I sit down on a chair outside the recording booth while Claire records her solo. I look in at her through the glass, I try to decide whether to tell her about Mark or not. They are happy together and I don't want to ruin things but if I don't tell her will their love last much longer anyway? I can't take my eyes off of her but then again I've never been able to before, I think to myself how would she cope with life after Mark but I don't even need to ask for the answer because I know it already. I look down at the floor for a few seconds and then back up to her, suddenly a song pops into my head, which reminds me in a way of Claire. I only wish I had the guts to tell her how I feel, I start to sing but only in my mind so that no one else can hear.

No matter how hard I try

You keep pushing me aside

And I can't break through

There's no talking to you

It's so sad that you're leavin'

It takes time to believe it

But after all is said and done

You're gonna be the lonely one

Do you believe in life after love?

I can feel something inside me say

I really don't think you're strong enough now

Do you believe in life after love?

I can feel something inside me say

I really don't think you're strong enough now

What am I supposed to do

Sit around and wait for you

Well I can't do that

And there's no turnin' back

I need time to move on

I need love to feel strong

'Cos I've had time to think it through

'N' maybe I'm too good for you

Oh, do you believe in life after love?

I can feel something inside me say

I really don't think you're strong enough now

Do you believe in life after love?

I can feel something inside me say

I really don't think you're strong enough now

Well I know that I'll get through this

'Cos I know that I am strong

I don't need you anymore

I don't need you anymore

No I don't need you anymore

I don't need you anymore.

I look at the floor then back up at Claire, she smiles at me, I smile back and admire her beauty. Then the door opens and Mark walks in, I can't control my anger no more.

I get up off the chair and punch him in the face, his eyes close and he falls to the floor. Claire comes running out of the recording booth in tears. I grab her arm and pull her into a hug, she hits me then screams "I hate you H." She goes over to Mark and kisses him, slowly he opens his eyes and smiles at her he then looks evilly at me.

I've blown it with Claire she hates me, she might of not meant what she said or may even regret it later but part of me isn't totally convinced about that. I sit back down in the chair and close my eyes. Thoughts of Claire rush through my mind, the first time I saw her and what I thought about her then, oh my God how things have changed. Since then every day's been harder for me, seeing her standing there smiling at me, taking my hand as we walk on or off of the stage. It's such a beautiful feeling but at the end of the day I go home without her, she goes back to a man who doesn't truly love her.
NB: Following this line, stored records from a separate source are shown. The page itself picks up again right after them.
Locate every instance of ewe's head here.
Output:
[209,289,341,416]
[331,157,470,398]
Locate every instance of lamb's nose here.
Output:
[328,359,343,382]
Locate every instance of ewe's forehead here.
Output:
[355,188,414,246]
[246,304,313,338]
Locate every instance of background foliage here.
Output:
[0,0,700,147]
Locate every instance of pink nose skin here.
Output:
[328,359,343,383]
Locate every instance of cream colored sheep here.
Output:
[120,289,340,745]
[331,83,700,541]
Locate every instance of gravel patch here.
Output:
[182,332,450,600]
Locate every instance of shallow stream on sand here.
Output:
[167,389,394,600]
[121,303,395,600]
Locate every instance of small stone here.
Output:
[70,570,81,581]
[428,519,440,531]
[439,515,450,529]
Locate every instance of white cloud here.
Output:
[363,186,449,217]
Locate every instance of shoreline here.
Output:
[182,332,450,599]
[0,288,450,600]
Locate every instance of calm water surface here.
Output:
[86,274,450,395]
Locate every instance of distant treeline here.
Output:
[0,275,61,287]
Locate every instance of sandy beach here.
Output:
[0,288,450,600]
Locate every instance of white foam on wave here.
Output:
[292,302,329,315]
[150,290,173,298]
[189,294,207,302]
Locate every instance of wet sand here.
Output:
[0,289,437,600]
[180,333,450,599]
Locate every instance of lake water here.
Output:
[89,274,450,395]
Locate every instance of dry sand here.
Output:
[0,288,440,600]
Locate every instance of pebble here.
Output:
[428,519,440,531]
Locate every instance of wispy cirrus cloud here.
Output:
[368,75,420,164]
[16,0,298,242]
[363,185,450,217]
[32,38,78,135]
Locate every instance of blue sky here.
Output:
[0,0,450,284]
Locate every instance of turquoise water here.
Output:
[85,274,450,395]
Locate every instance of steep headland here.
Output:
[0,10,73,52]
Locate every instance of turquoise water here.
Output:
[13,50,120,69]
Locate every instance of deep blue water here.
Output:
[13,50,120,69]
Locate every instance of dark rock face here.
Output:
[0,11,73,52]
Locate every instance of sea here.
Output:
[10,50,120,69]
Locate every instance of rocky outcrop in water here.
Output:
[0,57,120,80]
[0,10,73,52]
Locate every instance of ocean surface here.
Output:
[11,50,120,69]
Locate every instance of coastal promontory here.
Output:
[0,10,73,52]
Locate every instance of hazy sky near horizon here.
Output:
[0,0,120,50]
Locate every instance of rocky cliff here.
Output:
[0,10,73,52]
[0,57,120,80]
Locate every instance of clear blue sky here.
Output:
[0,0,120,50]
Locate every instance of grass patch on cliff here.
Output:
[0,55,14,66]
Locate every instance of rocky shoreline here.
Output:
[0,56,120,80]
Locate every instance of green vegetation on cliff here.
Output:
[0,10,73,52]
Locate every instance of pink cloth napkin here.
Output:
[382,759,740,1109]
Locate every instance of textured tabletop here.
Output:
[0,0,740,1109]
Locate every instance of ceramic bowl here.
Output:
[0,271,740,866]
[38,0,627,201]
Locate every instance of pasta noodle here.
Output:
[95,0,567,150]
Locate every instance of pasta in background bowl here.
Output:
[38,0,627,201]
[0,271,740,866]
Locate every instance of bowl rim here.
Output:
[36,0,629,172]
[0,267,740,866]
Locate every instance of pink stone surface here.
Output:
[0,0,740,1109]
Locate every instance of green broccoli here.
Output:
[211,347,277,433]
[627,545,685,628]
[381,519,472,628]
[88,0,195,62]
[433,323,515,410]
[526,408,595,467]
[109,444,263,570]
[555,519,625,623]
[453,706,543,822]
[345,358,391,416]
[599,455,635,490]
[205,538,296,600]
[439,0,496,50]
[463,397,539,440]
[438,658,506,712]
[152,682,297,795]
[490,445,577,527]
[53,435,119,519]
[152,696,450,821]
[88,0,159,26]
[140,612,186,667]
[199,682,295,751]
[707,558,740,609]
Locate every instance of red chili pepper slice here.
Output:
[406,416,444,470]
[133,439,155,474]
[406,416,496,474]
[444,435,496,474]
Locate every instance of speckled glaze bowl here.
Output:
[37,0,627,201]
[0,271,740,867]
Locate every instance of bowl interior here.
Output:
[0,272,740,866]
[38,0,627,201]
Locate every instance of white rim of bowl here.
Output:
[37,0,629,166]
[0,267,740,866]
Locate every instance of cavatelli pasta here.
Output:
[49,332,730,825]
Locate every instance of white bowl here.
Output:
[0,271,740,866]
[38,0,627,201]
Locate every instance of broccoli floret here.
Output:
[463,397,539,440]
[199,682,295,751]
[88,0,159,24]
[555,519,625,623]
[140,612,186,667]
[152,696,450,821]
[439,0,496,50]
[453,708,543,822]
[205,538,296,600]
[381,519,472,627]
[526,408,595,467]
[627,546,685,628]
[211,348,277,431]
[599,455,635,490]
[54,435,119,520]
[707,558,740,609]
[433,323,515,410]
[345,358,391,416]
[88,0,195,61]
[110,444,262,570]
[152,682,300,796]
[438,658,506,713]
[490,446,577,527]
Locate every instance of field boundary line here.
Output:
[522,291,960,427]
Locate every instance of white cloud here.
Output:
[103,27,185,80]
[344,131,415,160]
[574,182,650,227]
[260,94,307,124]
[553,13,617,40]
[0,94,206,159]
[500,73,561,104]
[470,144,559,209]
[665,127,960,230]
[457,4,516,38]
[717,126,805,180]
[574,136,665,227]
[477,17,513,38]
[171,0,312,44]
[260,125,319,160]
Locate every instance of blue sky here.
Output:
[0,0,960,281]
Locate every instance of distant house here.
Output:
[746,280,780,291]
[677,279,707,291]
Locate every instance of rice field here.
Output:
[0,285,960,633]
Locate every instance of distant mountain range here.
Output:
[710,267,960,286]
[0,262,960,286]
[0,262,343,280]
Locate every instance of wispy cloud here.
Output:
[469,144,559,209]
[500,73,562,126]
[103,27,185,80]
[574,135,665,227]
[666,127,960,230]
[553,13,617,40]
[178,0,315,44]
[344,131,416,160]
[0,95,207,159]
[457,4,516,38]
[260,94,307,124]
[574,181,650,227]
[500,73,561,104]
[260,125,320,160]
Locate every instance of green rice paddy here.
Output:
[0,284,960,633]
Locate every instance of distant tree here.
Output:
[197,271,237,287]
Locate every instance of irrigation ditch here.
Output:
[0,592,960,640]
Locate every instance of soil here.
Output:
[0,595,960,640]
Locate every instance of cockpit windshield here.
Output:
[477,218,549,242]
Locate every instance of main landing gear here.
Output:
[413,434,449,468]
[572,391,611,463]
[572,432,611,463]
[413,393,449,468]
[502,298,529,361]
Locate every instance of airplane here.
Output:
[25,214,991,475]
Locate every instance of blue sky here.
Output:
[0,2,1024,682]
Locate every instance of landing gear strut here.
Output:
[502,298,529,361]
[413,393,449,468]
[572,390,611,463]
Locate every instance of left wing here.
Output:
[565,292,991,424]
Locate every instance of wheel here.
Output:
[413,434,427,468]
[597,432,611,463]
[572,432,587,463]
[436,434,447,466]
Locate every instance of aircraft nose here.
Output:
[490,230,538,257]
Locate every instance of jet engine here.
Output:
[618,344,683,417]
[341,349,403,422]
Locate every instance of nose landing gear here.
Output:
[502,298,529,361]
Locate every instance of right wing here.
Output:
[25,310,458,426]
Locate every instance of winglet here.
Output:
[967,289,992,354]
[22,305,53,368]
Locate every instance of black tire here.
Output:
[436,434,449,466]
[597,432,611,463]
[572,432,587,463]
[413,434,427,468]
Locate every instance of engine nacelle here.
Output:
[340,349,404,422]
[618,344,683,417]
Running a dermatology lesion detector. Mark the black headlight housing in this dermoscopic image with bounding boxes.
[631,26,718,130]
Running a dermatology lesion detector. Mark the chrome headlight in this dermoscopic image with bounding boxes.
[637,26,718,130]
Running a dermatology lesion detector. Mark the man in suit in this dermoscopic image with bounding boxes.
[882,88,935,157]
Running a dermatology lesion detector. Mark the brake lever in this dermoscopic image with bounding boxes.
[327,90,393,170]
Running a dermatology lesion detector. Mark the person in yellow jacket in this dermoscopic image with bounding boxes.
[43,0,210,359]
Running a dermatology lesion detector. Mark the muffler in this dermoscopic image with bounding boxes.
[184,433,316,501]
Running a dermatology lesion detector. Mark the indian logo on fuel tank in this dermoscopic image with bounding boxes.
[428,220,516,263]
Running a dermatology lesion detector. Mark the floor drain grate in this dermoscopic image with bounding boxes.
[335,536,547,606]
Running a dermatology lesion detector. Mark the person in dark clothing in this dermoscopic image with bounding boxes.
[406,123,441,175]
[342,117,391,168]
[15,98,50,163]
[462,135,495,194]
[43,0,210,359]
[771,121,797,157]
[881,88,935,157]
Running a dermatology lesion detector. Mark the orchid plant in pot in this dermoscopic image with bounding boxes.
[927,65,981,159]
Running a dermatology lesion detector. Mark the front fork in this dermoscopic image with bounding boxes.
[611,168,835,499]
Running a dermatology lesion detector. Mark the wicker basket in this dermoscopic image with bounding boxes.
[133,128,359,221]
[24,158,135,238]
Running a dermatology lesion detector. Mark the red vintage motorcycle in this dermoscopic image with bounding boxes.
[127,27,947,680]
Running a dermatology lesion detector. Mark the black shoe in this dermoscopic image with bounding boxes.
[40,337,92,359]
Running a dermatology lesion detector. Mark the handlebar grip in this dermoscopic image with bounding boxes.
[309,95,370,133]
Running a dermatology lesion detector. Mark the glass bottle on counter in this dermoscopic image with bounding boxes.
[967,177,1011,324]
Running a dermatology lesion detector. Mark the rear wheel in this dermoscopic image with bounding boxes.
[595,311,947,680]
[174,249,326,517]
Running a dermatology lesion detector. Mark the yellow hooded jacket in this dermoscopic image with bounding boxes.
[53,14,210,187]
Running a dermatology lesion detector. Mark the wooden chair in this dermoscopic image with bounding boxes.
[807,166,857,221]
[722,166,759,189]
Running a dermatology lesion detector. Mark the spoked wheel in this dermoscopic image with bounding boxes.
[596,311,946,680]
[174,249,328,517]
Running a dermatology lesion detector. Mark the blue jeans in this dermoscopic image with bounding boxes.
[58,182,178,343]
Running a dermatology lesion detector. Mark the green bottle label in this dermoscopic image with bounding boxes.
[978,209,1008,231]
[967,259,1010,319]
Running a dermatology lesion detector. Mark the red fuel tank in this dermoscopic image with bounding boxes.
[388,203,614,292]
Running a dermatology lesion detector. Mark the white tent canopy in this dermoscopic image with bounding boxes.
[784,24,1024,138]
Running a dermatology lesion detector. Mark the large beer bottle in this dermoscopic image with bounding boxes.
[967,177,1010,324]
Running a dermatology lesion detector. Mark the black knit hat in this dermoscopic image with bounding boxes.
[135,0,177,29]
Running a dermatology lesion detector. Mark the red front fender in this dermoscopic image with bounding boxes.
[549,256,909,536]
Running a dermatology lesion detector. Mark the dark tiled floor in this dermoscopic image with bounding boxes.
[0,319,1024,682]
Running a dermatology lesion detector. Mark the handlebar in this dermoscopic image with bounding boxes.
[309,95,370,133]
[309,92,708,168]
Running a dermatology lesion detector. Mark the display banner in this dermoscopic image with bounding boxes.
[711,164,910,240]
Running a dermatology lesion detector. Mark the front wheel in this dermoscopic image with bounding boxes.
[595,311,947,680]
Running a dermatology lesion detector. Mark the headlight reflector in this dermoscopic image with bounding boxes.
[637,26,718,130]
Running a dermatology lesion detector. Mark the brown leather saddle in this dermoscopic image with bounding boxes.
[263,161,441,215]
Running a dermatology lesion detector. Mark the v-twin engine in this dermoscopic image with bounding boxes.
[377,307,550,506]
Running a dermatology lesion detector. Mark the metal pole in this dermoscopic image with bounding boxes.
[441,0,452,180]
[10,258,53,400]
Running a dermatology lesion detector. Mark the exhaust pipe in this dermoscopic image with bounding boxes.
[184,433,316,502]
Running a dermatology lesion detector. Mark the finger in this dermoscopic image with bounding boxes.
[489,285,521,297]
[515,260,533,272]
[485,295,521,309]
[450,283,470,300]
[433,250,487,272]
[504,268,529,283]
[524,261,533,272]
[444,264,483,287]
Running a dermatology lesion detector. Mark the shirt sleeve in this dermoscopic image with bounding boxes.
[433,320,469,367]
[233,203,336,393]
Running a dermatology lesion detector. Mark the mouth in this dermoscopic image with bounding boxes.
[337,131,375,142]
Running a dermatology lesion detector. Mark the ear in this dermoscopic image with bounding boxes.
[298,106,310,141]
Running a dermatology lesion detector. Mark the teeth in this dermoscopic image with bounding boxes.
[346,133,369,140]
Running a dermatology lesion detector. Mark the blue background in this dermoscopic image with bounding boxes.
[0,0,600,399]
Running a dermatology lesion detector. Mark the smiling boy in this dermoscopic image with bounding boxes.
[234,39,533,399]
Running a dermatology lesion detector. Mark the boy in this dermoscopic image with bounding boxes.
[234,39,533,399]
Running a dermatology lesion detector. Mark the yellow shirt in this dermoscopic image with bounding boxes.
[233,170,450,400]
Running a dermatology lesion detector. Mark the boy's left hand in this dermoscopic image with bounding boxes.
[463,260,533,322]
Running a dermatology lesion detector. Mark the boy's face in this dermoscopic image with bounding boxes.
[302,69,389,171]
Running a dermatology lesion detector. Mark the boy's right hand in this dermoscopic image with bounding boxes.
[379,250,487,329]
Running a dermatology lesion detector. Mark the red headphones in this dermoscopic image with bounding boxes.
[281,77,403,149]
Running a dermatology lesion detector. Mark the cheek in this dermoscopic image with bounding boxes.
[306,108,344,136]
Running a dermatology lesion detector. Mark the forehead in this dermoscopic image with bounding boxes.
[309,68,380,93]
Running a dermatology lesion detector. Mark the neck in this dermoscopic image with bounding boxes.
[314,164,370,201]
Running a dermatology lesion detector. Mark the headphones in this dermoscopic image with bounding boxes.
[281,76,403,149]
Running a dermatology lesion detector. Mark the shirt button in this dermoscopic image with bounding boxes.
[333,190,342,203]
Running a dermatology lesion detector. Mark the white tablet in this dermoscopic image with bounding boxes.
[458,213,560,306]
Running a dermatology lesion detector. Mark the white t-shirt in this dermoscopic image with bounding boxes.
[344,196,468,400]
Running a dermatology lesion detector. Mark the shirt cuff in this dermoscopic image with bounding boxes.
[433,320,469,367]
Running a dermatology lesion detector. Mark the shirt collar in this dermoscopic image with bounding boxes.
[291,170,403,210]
She leaves with Mark not bothering to say a word to me, will I see her at work tomorrow or will she not turn up? I don't know but I won't blame her if she doesn't because she doesn't know about Mark yet. I walk slowly home, let myself in the front door and feed the cats. I pick a photo of Claire and me up off the side, I absolutely love this picture because Claire looks so nice in it. Well much more than nice. I don't have the guts to tell her I love her more than just a friend and she wouldn't possibly feel the same. My phone starts ringing and I answer it hoping its her but its not.

Hi.

Mark: Hi.

What do you want?

Mark: How did you find out?

That's none of your business and who do you think you are calling me up like this?

Mark: A much better man than you'll ever be.

I slam down the phone, his last comment nearly killed me. Maybe he's right? I am just a stupid idiot who could never be a good bloke. Who am I trying to fool? Mark's right there's no way in hell Claire could ever like me.